WH reporter panics Treasury Secretary by asking how tax plan will personally benefit Trump
The White House held a briefing with Treasury Secretary Steven Mnuchin and National Economic Director Gary Cohn to roll out Donald Trump’s one-page “tax plan,” another attempt to make Trump’s first 100 days not seem like a total failure. What should have been a fairly routine public relations exercise, however, abruptly went south for Mnuchin […]
The White House held a briefing with Treasury Secretary Steven Mnuchin and National Economic Director Gary Cohn to roll out Donald Trump’s one-page “tax plan,” another attempt to make Trump’s first 100 days not seem like a total failure.
What should have been a fairly routine public relations exercise, however, abruptly went south for Mnuchin thanks to ABC News Chief White House Correspondent Jonathan Karl.

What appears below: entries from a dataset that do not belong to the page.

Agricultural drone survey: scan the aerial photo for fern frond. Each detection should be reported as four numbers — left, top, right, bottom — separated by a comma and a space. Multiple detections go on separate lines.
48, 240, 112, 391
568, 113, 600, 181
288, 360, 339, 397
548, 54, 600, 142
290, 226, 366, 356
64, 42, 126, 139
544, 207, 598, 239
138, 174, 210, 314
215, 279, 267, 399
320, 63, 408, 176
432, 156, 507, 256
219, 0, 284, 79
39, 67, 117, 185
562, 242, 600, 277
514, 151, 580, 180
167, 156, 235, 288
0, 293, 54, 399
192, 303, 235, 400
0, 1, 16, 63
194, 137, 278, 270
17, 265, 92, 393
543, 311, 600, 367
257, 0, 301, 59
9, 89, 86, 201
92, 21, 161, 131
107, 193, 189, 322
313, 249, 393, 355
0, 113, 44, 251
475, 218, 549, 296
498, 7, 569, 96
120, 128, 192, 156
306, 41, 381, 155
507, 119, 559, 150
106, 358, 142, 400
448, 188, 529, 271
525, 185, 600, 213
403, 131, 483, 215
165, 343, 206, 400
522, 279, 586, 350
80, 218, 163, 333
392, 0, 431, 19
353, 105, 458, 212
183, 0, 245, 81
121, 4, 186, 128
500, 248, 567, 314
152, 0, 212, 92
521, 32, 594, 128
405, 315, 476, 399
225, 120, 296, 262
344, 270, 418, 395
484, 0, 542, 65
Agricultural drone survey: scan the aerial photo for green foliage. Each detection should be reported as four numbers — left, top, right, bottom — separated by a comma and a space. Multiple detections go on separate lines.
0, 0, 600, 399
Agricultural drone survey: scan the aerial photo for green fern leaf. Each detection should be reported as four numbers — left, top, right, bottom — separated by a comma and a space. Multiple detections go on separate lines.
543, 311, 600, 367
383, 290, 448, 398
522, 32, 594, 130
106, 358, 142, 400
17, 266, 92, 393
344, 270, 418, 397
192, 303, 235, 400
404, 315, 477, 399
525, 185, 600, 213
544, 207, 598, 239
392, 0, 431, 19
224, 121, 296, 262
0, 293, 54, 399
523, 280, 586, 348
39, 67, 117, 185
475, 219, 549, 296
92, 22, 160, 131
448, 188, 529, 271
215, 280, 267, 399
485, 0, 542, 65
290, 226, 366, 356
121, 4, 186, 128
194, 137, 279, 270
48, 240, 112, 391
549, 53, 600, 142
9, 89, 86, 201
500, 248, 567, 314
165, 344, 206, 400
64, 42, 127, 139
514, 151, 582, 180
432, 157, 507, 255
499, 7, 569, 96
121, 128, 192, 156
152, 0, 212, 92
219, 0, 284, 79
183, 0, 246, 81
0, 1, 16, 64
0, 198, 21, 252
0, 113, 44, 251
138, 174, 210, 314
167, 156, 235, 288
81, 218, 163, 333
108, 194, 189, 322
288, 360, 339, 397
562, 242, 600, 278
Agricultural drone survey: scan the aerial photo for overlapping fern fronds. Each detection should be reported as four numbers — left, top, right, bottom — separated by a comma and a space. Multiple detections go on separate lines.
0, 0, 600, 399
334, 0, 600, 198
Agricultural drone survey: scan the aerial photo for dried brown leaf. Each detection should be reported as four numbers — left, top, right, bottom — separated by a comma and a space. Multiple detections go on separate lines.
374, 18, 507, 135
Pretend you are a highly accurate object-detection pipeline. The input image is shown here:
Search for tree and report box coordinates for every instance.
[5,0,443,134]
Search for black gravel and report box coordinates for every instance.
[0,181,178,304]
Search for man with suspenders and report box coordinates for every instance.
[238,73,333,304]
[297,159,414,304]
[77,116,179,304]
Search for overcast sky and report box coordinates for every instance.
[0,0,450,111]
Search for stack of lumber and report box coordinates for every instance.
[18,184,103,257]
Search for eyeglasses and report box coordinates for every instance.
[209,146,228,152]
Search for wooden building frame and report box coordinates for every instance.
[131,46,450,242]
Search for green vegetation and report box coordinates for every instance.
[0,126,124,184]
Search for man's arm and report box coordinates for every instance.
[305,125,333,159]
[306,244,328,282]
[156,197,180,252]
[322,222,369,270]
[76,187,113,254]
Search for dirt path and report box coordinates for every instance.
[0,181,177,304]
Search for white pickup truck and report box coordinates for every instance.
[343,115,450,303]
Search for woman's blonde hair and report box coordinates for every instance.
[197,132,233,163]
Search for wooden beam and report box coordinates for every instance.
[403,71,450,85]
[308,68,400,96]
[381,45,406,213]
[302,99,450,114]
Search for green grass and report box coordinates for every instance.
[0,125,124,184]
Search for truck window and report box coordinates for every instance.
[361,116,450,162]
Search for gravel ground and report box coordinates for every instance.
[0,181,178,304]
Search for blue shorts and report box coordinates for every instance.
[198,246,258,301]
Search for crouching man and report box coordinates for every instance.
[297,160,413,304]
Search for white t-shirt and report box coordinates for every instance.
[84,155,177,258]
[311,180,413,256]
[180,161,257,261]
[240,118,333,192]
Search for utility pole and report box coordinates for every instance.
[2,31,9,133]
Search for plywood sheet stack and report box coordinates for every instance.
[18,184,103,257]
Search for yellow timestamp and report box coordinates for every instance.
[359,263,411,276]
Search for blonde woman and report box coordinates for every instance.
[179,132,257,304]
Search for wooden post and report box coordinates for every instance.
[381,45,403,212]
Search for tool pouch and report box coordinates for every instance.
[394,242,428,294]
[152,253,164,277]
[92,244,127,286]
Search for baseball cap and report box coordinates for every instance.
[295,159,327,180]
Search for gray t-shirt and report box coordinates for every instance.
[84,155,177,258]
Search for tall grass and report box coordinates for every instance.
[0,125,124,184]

Karl began asking Mnuchin if Trump would release his tax returns so that Americans could assess whether the plan will personally benefit Trump, but Mnuchin cut him off in mid-question, likely sensing what was coming. As Karl doggedly finished his question, Mnuchin talked over him, rudely telling him that “other people have the right to ask questions.”
KARL: My second question is, will the president release his tax returns so that Americans —
MNUCHIN: The president has no intention, the president has released plenty of information and I think has given more financial disclosure than anybody else. I think the American population has plenty of information. Thank you. Right there. Right there.
KARL: Don’t the American people have the right to know how the tax reform plan —
MNUCHIN: Excuse me. Other people — other people have the right to ask questions.
KARL: — will affect him personally?
Karl’s line of questioning is powerful, because just from the (possibly Trump-leaked) single bit of tax information we have on Trump, we know that his plan to repeal the Alternative Minimum Tax would have saved him most of the $38 million he paid in taxes that year. By getting Mnuchin to show his chin like this, Karl has ensured that this question will dog Trump and his White House whenever the subject of “tax reform” comes up.
What Karl has also done is hand Democrats yet another strategy to pressure Republicans into joining them in demanding Trump’s tax returns. Every committee that considers these measures will now have solid, politically bulletproof grounds on which to compel Trump to release his tax returns, whether it is his “intention” to do so or not.